San Francisco Chronicle

Move to dig up former dictator Franco begins

- By Barry Hatton and Ian Sullivan Barry Hatton and Ian Sullivan are Associated Press writers.

MADRID — Spain’s center-left government approved legal amendments Friday to make sure that the remains of former dictator Gen. Francisco Franco will be dug up and removed from a controvers­ial national mausoleum honoring the nation’s civil war dead.

The minority Socialist government is certain that parliament will endorse the amendments, probably in a debate next month, deputy prime minister Carmen Calvo told reporters.

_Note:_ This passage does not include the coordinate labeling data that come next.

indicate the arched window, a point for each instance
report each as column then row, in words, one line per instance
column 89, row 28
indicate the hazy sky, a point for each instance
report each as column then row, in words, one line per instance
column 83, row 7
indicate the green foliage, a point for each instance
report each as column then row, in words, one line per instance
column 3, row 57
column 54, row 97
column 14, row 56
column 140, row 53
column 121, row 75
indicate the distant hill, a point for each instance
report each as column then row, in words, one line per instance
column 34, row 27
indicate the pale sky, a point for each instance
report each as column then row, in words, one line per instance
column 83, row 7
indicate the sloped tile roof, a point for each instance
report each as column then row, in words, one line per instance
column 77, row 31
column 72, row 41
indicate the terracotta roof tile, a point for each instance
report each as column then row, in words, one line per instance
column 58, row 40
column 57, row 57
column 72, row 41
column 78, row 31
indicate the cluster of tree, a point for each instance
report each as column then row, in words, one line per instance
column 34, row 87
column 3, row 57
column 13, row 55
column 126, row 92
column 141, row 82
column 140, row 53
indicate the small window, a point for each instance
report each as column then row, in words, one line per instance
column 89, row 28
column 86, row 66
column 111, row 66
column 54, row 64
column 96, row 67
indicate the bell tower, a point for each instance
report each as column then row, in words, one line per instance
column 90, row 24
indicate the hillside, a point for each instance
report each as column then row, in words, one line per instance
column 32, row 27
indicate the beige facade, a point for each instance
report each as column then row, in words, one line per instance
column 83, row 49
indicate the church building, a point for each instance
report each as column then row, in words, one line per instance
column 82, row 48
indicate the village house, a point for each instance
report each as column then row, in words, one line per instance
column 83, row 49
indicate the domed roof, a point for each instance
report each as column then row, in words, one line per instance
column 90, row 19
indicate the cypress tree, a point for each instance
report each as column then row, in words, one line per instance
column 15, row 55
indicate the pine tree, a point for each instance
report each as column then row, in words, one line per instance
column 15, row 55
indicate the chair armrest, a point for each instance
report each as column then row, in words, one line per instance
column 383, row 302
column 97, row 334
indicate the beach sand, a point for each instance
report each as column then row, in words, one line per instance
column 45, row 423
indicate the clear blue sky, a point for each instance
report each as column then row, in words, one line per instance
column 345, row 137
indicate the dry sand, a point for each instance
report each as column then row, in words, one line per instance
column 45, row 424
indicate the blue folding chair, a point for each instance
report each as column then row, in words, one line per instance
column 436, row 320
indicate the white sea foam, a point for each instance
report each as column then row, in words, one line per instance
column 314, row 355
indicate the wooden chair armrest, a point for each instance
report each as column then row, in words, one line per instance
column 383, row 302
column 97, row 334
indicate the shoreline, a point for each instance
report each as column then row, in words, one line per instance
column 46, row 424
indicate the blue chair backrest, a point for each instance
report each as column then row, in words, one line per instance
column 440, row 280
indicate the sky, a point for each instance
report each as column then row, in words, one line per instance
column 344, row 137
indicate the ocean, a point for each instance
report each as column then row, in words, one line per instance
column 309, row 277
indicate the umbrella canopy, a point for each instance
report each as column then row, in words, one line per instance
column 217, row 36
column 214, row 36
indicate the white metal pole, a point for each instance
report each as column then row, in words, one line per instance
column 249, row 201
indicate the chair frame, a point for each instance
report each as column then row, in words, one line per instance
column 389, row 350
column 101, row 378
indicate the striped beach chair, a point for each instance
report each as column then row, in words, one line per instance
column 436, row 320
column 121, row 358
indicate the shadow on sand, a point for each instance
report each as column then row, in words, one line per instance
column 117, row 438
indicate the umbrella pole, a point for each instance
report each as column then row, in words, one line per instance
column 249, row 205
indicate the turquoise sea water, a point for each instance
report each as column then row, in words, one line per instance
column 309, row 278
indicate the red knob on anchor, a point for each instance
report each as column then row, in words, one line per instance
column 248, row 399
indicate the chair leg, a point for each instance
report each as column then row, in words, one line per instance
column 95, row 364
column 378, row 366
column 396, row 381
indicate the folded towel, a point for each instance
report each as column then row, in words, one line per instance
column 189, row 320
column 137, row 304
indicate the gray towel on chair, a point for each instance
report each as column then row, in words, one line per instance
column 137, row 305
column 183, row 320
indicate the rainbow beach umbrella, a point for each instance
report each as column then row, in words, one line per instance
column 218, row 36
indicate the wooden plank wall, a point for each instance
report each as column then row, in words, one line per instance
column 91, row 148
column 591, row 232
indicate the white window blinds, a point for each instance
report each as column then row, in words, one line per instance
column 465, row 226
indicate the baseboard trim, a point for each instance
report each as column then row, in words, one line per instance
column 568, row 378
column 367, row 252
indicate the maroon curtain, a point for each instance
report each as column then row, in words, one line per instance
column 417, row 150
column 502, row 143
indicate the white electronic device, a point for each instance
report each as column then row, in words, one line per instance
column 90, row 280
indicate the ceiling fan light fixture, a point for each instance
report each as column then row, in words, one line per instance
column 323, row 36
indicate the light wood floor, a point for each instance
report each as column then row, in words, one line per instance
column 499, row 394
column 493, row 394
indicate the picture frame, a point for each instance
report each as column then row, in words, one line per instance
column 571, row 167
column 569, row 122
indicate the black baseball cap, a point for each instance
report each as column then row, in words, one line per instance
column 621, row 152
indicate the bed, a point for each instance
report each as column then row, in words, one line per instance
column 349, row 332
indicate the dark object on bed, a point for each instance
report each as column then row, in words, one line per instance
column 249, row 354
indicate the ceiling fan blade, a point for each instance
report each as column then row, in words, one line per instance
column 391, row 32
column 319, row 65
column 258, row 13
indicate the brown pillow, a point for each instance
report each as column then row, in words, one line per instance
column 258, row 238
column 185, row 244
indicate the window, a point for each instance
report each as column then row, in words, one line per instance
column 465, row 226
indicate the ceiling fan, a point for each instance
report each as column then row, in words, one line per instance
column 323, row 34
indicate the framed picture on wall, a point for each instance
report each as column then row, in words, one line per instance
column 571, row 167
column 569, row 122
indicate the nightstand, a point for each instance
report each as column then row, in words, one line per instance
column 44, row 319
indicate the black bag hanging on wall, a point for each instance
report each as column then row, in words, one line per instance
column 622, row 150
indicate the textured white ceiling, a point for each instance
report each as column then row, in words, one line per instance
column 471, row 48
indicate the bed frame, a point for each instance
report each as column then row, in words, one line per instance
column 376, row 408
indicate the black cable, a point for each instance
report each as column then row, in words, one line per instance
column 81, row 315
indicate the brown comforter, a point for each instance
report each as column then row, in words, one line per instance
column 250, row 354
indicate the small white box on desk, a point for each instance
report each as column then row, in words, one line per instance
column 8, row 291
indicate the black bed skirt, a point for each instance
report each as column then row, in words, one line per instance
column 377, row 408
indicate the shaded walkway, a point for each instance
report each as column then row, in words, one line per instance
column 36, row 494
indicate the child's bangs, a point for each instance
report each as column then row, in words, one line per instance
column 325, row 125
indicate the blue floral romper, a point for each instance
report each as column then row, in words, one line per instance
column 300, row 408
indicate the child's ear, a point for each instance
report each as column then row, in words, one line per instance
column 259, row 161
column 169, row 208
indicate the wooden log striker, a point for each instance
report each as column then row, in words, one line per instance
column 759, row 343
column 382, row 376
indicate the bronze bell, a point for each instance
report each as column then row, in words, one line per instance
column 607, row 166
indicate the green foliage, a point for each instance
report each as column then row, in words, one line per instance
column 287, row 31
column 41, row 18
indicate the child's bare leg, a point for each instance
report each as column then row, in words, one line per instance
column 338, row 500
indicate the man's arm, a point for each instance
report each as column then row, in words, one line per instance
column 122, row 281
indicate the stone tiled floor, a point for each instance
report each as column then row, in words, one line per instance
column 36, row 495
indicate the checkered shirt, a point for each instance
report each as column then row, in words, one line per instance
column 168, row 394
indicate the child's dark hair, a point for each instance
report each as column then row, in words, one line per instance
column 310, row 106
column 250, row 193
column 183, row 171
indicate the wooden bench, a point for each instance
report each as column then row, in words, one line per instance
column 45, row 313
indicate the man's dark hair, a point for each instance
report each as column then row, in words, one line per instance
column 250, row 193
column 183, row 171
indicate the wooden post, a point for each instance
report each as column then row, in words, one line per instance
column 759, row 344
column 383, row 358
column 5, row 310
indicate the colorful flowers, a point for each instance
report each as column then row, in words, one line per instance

The amendments to Spain’s Historical Memory Law of 2007 grant the government the power to exhume Franco’s body. That change aims to thwart legal efforts by Franco’s descendant­s and supporters to block the exhumation in the courts.

Removing Franco’s remains from the Valley of the Fallen, a mausoleum he ordered built 30 miles northwest of Madrid, would be a momentous event in Spain, which still bears social and political scars from the country’s 1936-39 civil war.

The vast Valley of the Fallen complex is the most conspicuou­s public legacy of Franco’s rule, built by the dictator as a tribute to those killed in the war in which he deposed Spain’s democratic government.

Some 34,000 people from both sides of the fighting are buried at the site, most of them never identified.

“Having Franco’s tomb (at the complex) shows a lack of respect ... for the victims buried there,” Calvo said. She noted that a visiting U.N. delegation said four years ago that “democracy is incompatib­le with a tomb that honors the memory of Franco.”

In addition to exhuming Franco, the government also plans to unearth and identify the 114,000 or so victims of the civil war and the four decades of dictatorsh­ip that followed under Franco, who died in 1975.

An exhumation of Franco’s embalmed body — possibly as early as October — would cement the government’s reformist, liberal credential­s after taking power last June.

Removing Franco from the mausoleum, which is owned and operated by the cultural heritage agency, a public-funded body, has long been discussed in Spain. Calvo said the government is fast-tracking the exhumation because it wants to “end a state of affairs which cannot go on any longer.”

The Valley of the Fallen complex includes a mausoleum and basilica in a neoclassic style and is a popular pilgrimage site for people nostalgic for the dictatorsh­ip. It has a 500-foot-tall cross that can be seen from far and wide.